Ecommerce has grown to represent 19% of U.S. retail sales, with approximately 20 billion parcels delivered in the U.S. in 2021. Shipping growth is expected to rise by 25% over the next five years resulting in warehouses and distribution centers not having the workforce to keep up.
On the supply side, over 80% of warehouses are manual, and with the demands placed on shipping expected to grow, there will be over 1 million more jobs to fill by 2025 despite the shrinking of available labour sources – and costs are rising. Labour costs average $25 per hour and continue to increase. This creates a perfect storm threatening the supply chain and impeding future e-commerce growth.

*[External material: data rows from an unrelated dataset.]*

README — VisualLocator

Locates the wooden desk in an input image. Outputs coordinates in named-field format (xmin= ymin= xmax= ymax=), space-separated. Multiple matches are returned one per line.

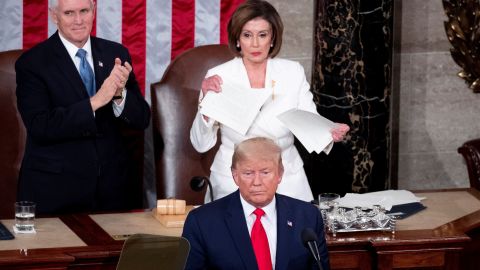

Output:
xmin=0 ymin=189 xmax=480 ymax=269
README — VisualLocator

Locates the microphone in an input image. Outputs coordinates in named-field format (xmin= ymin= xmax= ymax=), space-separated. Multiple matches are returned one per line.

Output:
xmin=302 ymin=228 xmax=323 ymax=270
xmin=190 ymin=176 xmax=213 ymax=202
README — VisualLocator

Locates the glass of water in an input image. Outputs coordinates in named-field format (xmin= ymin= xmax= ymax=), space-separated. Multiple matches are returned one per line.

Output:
xmin=13 ymin=201 xmax=35 ymax=233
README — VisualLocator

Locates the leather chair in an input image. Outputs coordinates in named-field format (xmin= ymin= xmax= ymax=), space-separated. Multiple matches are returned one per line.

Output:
xmin=0 ymin=50 xmax=26 ymax=218
xmin=151 ymin=45 xmax=233 ymax=204
xmin=458 ymin=139 xmax=480 ymax=190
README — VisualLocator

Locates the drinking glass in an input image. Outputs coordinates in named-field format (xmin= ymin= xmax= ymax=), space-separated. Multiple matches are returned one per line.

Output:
xmin=14 ymin=201 xmax=35 ymax=233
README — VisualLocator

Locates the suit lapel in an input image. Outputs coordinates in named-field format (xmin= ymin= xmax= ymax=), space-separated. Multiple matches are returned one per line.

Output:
xmin=51 ymin=32 xmax=88 ymax=98
xmin=275 ymin=196 xmax=296 ymax=270
xmin=225 ymin=190 xmax=257 ymax=269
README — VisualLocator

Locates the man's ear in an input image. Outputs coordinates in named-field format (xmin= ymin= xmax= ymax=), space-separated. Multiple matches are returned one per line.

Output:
xmin=48 ymin=8 xmax=58 ymax=25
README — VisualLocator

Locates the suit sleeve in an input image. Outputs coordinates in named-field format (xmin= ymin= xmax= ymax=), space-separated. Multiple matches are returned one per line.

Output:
xmin=118 ymin=49 xmax=150 ymax=130
xmin=190 ymin=71 xmax=219 ymax=153
xmin=15 ymin=57 xmax=97 ymax=142
xmin=295 ymin=63 xmax=318 ymax=114
xmin=182 ymin=211 xmax=207 ymax=270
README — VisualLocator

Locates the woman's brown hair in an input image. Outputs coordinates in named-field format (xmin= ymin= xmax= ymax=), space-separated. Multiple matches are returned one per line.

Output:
xmin=227 ymin=0 xmax=283 ymax=58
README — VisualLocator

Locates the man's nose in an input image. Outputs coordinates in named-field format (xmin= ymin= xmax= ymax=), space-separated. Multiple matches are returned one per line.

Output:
xmin=74 ymin=13 xmax=83 ymax=24
xmin=253 ymin=173 xmax=263 ymax=186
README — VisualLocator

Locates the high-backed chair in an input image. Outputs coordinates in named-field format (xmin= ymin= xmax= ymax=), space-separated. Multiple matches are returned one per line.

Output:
xmin=0 ymin=50 xmax=26 ymax=218
xmin=458 ymin=139 xmax=480 ymax=190
xmin=151 ymin=45 xmax=233 ymax=204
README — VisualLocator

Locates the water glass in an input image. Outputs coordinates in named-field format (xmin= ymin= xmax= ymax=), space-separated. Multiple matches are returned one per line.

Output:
xmin=14 ymin=201 xmax=35 ymax=233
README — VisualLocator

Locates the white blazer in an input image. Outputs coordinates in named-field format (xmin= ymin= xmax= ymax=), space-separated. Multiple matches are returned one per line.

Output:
xmin=190 ymin=57 xmax=317 ymax=201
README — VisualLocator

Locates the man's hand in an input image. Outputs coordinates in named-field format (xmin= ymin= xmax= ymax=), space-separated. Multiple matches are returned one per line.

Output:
xmin=90 ymin=58 xmax=132 ymax=111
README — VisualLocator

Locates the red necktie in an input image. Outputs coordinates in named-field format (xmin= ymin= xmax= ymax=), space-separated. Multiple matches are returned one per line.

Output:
xmin=251 ymin=208 xmax=272 ymax=270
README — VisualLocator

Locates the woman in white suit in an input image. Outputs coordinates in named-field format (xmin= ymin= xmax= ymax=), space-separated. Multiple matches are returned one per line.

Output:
xmin=190 ymin=0 xmax=349 ymax=202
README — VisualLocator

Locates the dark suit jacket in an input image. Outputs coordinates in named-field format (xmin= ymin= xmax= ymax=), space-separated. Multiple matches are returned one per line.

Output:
xmin=183 ymin=190 xmax=330 ymax=270
xmin=15 ymin=32 xmax=150 ymax=213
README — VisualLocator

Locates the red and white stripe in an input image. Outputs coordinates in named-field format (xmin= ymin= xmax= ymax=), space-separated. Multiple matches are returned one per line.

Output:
xmin=0 ymin=0 xmax=244 ymax=100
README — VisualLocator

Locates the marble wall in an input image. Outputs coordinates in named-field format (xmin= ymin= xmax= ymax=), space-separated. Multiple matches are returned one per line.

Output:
xmin=396 ymin=0 xmax=480 ymax=189
xmin=270 ymin=0 xmax=480 ymax=189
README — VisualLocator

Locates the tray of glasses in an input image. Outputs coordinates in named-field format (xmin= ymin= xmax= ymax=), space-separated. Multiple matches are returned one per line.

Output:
xmin=320 ymin=202 xmax=396 ymax=235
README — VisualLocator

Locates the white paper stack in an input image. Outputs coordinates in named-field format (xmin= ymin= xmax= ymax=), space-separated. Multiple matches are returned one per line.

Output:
xmin=336 ymin=190 xmax=424 ymax=211
xmin=200 ymin=80 xmax=272 ymax=135
xmin=277 ymin=109 xmax=335 ymax=154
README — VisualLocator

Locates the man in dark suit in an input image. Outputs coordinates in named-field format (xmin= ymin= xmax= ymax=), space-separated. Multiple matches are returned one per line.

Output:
xmin=183 ymin=138 xmax=329 ymax=270
xmin=15 ymin=0 xmax=150 ymax=213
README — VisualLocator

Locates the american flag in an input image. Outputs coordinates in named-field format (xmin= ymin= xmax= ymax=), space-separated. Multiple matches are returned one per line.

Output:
xmin=0 ymin=0 xmax=244 ymax=99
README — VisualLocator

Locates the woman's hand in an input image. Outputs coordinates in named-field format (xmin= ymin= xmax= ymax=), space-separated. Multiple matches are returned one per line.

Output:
xmin=330 ymin=123 xmax=350 ymax=142
xmin=202 ymin=75 xmax=223 ymax=96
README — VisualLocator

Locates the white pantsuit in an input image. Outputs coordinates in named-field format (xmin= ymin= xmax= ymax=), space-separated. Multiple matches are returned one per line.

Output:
xmin=190 ymin=57 xmax=328 ymax=201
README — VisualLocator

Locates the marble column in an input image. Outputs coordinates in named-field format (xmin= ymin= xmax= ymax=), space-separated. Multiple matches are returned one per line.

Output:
xmin=304 ymin=0 xmax=394 ymax=194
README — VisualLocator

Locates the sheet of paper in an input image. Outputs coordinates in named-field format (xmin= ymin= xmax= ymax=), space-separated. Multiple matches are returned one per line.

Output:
xmin=336 ymin=190 xmax=424 ymax=210
xmin=277 ymin=109 xmax=335 ymax=153
xmin=200 ymin=79 xmax=272 ymax=135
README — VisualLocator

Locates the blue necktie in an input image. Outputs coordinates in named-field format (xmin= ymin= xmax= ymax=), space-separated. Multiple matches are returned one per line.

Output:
xmin=76 ymin=49 xmax=95 ymax=97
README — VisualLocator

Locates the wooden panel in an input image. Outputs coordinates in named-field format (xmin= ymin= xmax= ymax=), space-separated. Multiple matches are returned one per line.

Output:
xmin=392 ymin=251 xmax=445 ymax=268
xmin=329 ymin=250 xmax=372 ymax=270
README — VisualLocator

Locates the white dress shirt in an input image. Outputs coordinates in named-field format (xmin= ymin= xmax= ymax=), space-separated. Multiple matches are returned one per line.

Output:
xmin=240 ymin=195 xmax=277 ymax=269
xmin=58 ymin=31 xmax=127 ymax=117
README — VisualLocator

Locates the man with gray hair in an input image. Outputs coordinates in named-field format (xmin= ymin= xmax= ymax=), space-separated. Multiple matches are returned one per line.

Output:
xmin=183 ymin=137 xmax=329 ymax=270
xmin=15 ymin=0 xmax=150 ymax=213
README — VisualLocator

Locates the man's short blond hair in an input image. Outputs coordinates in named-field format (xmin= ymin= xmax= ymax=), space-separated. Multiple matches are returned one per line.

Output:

“The growth of e-commerce has placed tremendous pressure on shipping responsiveness and scalability that has significantly exacerbated labour and capacity issues,” said Erik Nieves, CEO and co-founder of Plus One Robotics. “Automation is key, but keeping a human-in-the-loop is essential to running a business 24/7 with greater speed and fewer errors. With the ongoing labour shortages, I believe we’ll see an increase in the adoption of Robots-as-a-Service (RaaS) to lower capital expenditures and deploy automation on a subscription basis. This new funding will help us scale up and meet the need for these solutions.”
Plus One Robotics’ solutions employ award-winning AI-powered software with unique end-of-arm robot grippers that provide the perception and manipulation necessary to pick and place parcels. Key to Plus One Robotics’ effectiveness is its unparalleled approach to human-in-the-loop software. Employees, remote or on-premises, can supervise multiple robots from any location, speeding the robot’s ability to handle exceptions, enabling 24/7 operations. Users benefit from improved sorting and picking throughput by >30% while decreasing operational costs.
Plus One has experienced nearly three-times year-over-year growth from expanded business with existing customers and new deployments. Additionally, it has increased its adoption of the human-in-the-loop capability and RaaS offering among its parcel and post, third-party logistics (3PL), and general merchandise customers. Plus One deployments perform over one million parcel picks each day in production and currently hold an industry-leading metric of more than half a billion parcel picks globally.